Schematic representation of the dual responses to single low doses feeding into the “Dual-Probability-Model” in Figure 7: a) Low doses of ionizing radiation can up-regulate physiological defenses with delay and some last beyond a year. The up-regulated defenses are also called adaptive protections and depend on dose D and on he time tp of their action: the probability of protection ranges from 0 – 1 and is Pap f (D; tp). b) The risk of radiation induced cancer assumes constant defenses in the body at every dose D according to the LNT hypothesis and is expressed here by the value of Pind per unit dose. - There are uncertainties at low dose levels shown by light dotted lines: stemming from detrimental by-stander effects. genomic instability, as well as induction of repair; and adaptive protections (adapted from Feinendegen et al. 2007a,b). Note that the scales of the two probabilities Pind and Pap f (D; tp) are independent of each other.

FIGURE 7:

This Figure illustrates the applicability of the “Dual-Probability-Model” for assessing low-dose cancer risk. - Adaptive protections, as shown in Figure 5 and 6, may also operate against non-radiogenic damage and thus reduce “spontaneous cancer.
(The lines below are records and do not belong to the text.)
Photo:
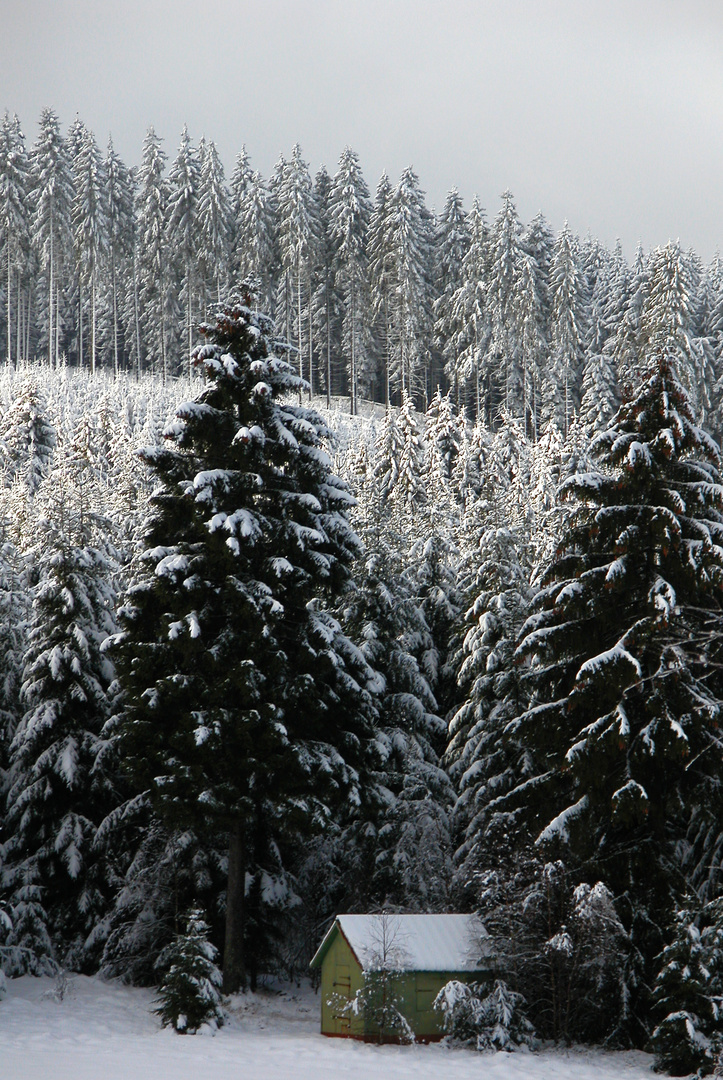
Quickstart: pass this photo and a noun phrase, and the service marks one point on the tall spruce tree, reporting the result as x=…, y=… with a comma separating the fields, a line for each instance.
x=14, y=233
x=52, y=186
x=245, y=707
x=620, y=731
x=350, y=210
x=57, y=795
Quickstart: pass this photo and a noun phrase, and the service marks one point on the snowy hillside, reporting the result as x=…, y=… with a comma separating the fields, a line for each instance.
x=106, y=1031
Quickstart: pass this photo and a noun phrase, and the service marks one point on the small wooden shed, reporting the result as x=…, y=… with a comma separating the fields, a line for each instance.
x=420, y=954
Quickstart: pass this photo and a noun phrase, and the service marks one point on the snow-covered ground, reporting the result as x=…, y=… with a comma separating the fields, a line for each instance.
x=106, y=1031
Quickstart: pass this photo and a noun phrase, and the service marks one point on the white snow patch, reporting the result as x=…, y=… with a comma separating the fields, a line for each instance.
x=107, y=1031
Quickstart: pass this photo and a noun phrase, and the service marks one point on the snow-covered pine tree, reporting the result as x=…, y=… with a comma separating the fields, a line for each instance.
x=254, y=255
x=503, y=283
x=214, y=224
x=52, y=202
x=599, y=393
x=411, y=246
x=687, y=994
x=624, y=707
x=27, y=437
x=443, y=436
x=667, y=321
x=409, y=493
x=56, y=795
x=382, y=272
x=297, y=230
x=244, y=704
x=183, y=228
x=326, y=300
x=452, y=242
x=152, y=256
x=482, y=764
x=567, y=328
x=90, y=229
x=188, y=997
x=121, y=225
x=350, y=210
x=397, y=847
x=471, y=318
x=14, y=232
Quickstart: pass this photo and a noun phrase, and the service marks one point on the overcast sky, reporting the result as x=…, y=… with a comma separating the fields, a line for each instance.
x=606, y=112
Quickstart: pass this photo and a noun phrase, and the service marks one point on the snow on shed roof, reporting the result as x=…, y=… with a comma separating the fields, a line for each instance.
x=453, y=943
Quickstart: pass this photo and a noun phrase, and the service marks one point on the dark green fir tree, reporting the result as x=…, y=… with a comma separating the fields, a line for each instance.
x=621, y=728
x=246, y=711
x=189, y=994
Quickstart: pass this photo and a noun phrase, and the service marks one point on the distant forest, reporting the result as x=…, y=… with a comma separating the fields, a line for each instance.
x=115, y=267
x=266, y=661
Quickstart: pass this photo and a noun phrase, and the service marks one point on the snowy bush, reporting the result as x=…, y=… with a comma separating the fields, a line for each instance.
x=486, y=1020
x=378, y=1002
x=189, y=998
x=687, y=995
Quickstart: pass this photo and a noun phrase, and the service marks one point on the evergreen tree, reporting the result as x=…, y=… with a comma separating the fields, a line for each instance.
x=52, y=186
x=14, y=232
x=503, y=283
x=245, y=706
x=297, y=228
x=452, y=243
x=382, y=272
x=189, y=995
x=56, y=795
x=183, y=225
x=687, y=996
x=90, y=225
x=470, y=313
x=254, y=257
x=152, y=256
x=27, y=437
x=214, y=220
x=327, y=297
x=121, y=242
x=567, y=295
x=411, y=245
x=623, y=709
x=350, y=210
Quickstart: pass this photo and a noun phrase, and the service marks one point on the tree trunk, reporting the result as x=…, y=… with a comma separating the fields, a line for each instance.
x=80, y=324
x=10, y=333
x=93, y=322
x=235, y=971
x=51, y=296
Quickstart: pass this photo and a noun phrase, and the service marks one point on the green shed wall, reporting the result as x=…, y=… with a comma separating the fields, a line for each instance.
x=342, y=977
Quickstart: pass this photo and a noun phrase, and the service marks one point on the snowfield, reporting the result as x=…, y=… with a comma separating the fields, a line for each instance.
x=103, y=1030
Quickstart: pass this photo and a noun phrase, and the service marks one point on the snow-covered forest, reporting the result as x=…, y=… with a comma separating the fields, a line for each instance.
x=453, y=646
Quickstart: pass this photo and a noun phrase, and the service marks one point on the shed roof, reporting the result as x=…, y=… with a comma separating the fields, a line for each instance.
x=450, y=943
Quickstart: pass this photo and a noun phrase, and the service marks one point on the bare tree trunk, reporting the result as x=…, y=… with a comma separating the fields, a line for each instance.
x=136, y=318
x=308, y=293
x=93, y=322
x=298, y=318
x=10, y=334
x=115, y=286
x=51, y=296
x=80, y=324
x=352, y=373
x=190, y=320
x=235, y=970
x=329, y=349
x=18, y=308
x=57, y=324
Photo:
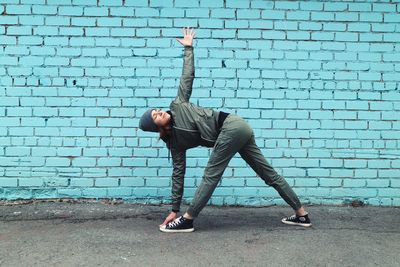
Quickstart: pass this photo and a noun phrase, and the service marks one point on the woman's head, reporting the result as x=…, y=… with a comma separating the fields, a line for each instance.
x=154, y=119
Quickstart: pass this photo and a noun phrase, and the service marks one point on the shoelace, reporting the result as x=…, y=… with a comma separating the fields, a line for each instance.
x=175, y=223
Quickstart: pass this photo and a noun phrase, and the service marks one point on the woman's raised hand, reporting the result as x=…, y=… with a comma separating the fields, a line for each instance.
x=188, y=35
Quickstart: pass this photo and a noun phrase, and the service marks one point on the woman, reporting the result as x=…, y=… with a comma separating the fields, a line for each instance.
x=186, y=126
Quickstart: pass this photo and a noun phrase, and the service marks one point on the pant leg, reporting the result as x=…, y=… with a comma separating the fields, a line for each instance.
x=235, y=133
x=251, y=153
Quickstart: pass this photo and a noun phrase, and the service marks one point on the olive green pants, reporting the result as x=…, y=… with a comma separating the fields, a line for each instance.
x=237, y=136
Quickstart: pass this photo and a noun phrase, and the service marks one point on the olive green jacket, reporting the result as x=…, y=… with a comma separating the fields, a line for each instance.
x=191, y=126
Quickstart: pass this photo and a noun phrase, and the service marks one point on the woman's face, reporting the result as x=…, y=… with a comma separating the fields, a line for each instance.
x=160, y=118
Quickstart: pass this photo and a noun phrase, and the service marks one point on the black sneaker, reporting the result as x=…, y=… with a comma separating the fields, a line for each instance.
x=179, y=225
x=298, y=220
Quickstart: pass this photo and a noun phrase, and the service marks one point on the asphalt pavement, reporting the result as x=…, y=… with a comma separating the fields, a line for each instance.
x=92, y=233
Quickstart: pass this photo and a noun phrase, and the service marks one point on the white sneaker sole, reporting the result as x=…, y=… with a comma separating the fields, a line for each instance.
x=299, y=224
x=163, y=229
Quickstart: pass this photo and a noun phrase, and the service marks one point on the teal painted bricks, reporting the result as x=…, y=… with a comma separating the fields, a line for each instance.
x=318, y=82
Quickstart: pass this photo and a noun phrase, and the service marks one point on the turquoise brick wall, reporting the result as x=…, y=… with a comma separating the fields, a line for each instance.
x=317, y=80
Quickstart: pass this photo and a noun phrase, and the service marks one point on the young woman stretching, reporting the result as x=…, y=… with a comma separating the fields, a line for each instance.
x=186, y=126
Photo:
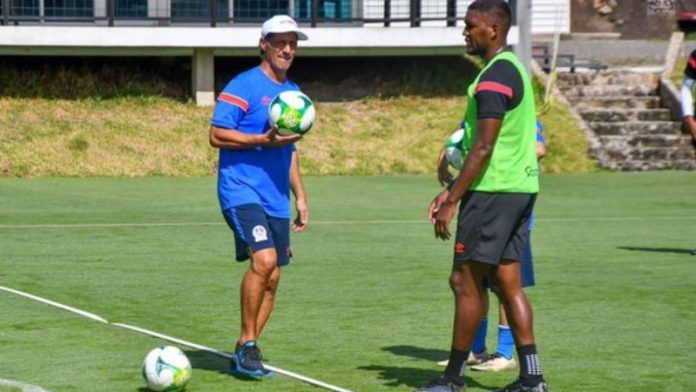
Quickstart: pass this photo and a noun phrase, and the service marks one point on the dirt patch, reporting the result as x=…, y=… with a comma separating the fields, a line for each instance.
x=630, y=18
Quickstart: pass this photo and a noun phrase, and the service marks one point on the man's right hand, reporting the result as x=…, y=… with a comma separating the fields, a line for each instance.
x=273, y=139
x=444, y=177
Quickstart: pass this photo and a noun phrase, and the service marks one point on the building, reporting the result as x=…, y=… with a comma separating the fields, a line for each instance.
x=204, y=29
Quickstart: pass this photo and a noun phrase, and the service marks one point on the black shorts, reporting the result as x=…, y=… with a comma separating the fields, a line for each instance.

The product of the probability of protection against spontaneous cancer, from 0 to 1, and the probability of spontaneous cancer gives the probability of cancer prevention The clinically observed cancer risk R, then, is the difference between the probabilities of radiation induced cancer and of prevented cancer, given by the solid line. Assuming here a maximum value of Pap f(D, tp) at 100 to 200 mGy, the reduction of cancer risk to and below the spontaneous risk appears as an obvious hormetic effect, despite the low values of Pap f(D, tp), see table 2 and 3 (adapted from Feinendegen et al. 2007a,b).

FIGURE 8:

Chronic irradiation conforms to repetitive irradiations of micromasses. Microdoses z occur per micromass over time stochastically with various values, upper part, according to their spectrum depending on radiation quality, lower part for 250 kVp x-rays.

FIGURE 9:

The biological risk of chronic irradiation depends of the values of microdoses and the time interval between consecutive microdose events. Mean values for both may be used for assessing risk. The term “cancer risks” here expresses the probability of cancer induction by the hit cell at the time during exposure, with the added time intervals allowing for repair and protection. Shown schematically are three scenarios: 1. where protection outweighs damage; 2. where protection equals damage; 3. where damage outweighs protection.